Ну вот вам и заключение. Он не мог бы сказать, что он чувствовал.

— Ты знаешь Даниэля Арбутнота? — неожиданно спросил Кольм.

— Нет, не знаю.

— Ну так вот, он мне не слишком нравится.

— Кто он такой?

— Да так, один мальчик из моей школы, — объяснил Кольм. — Он просто дурак.

В аэропорту Портленда Бигги спросила Трампера, не хочет ли он заехать в Джорджтаун, — до города оставался час езды, и он мог переночевать там. Коут будет рад увидеться с ним. Но Богус почувствовал, что на самом деле Бигги не хочет, чтобы он приезжал, да он и сам этого не хотел.

— Передай Коуту, что мне очень жаль, но я должен поскорее вернуться в Нью-Йорк, — сказал он. — Ральф горит от нетерпения заняться новым фильмом.

Бигги потупилась в землю.

— Кто главный герой? — спросила она, а когда Богус пристально посмотрел на нее, как бы спрашивая, откуда ей это известно, сказала: — Ральф заезжал к нам. Он прилетал на выходные и беседовал с Коутом. — Она пожала плечами. — Я не возражаю, Богус, — сказала она. — Я только не понимаю, зачем тебе понадобился фильм о… о чем? — добавила он* сердито. — Вот это я хотела бы знать.

— Ты же знаешь Ральфа, Биг. Я не думаю, что он сам ответит, о чем его фильмы…

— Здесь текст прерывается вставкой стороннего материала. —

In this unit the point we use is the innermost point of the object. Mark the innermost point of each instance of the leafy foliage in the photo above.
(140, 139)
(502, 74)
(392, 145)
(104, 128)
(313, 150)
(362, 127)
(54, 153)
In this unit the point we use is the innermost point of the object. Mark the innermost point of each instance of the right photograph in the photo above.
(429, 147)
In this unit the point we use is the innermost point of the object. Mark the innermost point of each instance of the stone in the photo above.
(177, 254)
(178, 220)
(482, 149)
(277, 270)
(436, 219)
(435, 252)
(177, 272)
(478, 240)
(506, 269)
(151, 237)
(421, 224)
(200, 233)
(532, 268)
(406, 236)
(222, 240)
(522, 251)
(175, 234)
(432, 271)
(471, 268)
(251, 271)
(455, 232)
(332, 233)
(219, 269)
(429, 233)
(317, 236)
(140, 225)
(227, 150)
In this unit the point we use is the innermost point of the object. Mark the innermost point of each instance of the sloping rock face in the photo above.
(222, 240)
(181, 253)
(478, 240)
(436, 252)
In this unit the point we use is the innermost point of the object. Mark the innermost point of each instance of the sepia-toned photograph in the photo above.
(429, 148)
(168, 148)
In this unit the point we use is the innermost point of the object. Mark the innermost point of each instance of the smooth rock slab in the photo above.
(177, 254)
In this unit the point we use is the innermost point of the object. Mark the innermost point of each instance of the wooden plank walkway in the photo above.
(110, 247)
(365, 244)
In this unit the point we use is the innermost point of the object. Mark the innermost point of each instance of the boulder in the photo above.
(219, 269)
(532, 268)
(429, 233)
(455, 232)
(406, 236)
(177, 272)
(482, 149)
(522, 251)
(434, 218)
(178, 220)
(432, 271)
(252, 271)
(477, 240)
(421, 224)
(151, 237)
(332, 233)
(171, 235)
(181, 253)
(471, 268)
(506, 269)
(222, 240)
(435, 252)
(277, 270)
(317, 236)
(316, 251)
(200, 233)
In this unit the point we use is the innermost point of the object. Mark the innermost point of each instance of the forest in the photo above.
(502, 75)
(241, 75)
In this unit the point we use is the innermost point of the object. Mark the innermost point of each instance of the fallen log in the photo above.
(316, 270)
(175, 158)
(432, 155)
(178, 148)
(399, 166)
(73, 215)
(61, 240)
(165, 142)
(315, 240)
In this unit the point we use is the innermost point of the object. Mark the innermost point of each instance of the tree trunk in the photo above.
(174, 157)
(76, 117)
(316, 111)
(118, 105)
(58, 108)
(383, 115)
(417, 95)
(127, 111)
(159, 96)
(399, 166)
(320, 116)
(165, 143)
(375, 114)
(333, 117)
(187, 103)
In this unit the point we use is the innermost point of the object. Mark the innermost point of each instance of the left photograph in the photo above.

— Ты знаешь, что он хотел переспать со мной? — спросила она. — И не раз, — добавила она, раздражаясь все сильней. — Господи, даже когда он приезжай на выходные, даже при Коуте и всех остальных.

Трампер только вздохнул.

— А эта девушка, — начала Бигги, и Трампер поднял на нее глаза. — Тюльпен?

— Да. — вмешался Кольм. — Тюльпен…

Они подвинулись к другому краю машины. Кольм был поглощен тем, что разворачивал покрытую фольгой и перевязанную лентой баночку с рыбкой.

— Так что насчет нее? — спросил Трампер.

— Знаешь, Ральф говорит, что она хорошая девушка, — произнесла Бигги. — Я хочу сказать, действительно очень хорошая.

— Да, хорошая.

— Знаешь, он хотел переспать и с ней, — выпалила Бигги. — Ты должен это знать… — Трампер хотел сказать, что Ральф уже спал с Тюльпен и что, быть может, он до сих пор жалеет, что больше не спит с ней, но промолчал; он лишь шевельнул губами, но ничего не сказал.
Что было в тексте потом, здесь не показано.